Qubits are tremendously fragile: Any noise or unintended observation of them can cause data loss. This fragility requires them to operate at about 20 millikelvin – 250 times colder than deep space. This extreme operating environment makes the packaging of qubits key to their performance and function. Intel’s Components Research Group (CR) in Oregon and Assembly Test and Technology Development (ATTD) teams in Arizona are pushing the limits of chip design and packaging technology to address quantum computing’s unique challenges.
About the size of a quarter (in a package about the size of a half-dollar coin), the new 17-qubit test chip’s improved design features include:
- New architecture allowing improved reliability, thermal performance and reduced radio frequency (RF) interference between qubits.
- A scalable interconnect scheme that allows for 10 to 100 times more signals into and out of the chip as compared to wirebonded chips.
- Advanced processes, materials and designs that enable Intel’s packaging to scale for quantum integrated circuits, which are much larger than conventional silicon chips.

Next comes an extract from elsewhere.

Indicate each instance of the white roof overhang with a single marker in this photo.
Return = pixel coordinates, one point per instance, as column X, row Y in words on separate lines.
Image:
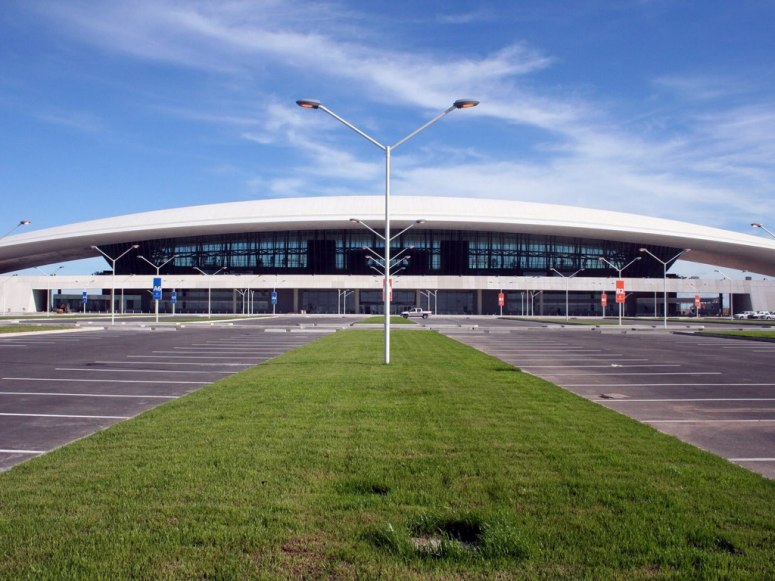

- “Our quantum research has progressed to the point where our partner QuTech is simulating quantum algorithm workloads, and Intel is fabricating new qubit test chips on a regular basis in our leading-edge manufacturing facilities,” said Dr. Michael Mayberry, corporate vice president and managing director of Intel Labs. “Intel’s expertise in fabrication, control electronics and architecture sets us apart and will serve us well as we venture into new computing paradigms, from neuromorphic to quantum computing.”Intel’s collaborative relationship with QuTech to accelerate advancements in quantum computing began in 2015. Since that time, the collaboration has achieved many milestones – from demonstrating key circuit blocks for an integrated cryogenic-CMOS control system to developing a spin qubit fabrication flow on Intel’s 300mm process technology and developing this unique packaging solution for superconducting qubits. Through this partnership, the time from design and fabrication to test has been greatly accelerated.
“With this test chip, we’ll focus on connecting, controlling and measuring multiple, entangled qubits towards an error correction scheme and a logical qubit,” said professor Leo DiCarlo of QuTech. “This work will allow us to uncover new insights in quantum computing that will shape the next stage of development.”
Advancing the Quantum Computing System
Intel and QuTech’s work in quantum computing goes beyond the development and testing of superconducting qubit devices. The collaboration spans the entire quantum system – or “stack” – from qubit devices to the hardware and software architecture required to control these devices as well as quantum applications. All of these elements are essential to advancing quantum computing from research to reality.
Also, unlike others, Intel is investigating multiple qubit types. These include the superconducting qubits incorporated into this newest test chip, and an alternative type called spin qubits in silicon. These spin qubits resemble a single electron transistor similar in many ways to conventional transistors and potentially able to be manufactured with comparable processes.
While quantum computers promise greater efficiency and performance to handle certain problems, they won’t replace the need for conventional computing or other emerging technologies like neuromorphic computing. We’ll need the technical advances that Moore’s law delivers in order to invent and scale these emerging technologies.
Intel is investing not only to invent new ways of computing, but also to advance the foundation of Moore’s Law, which makes this future possible.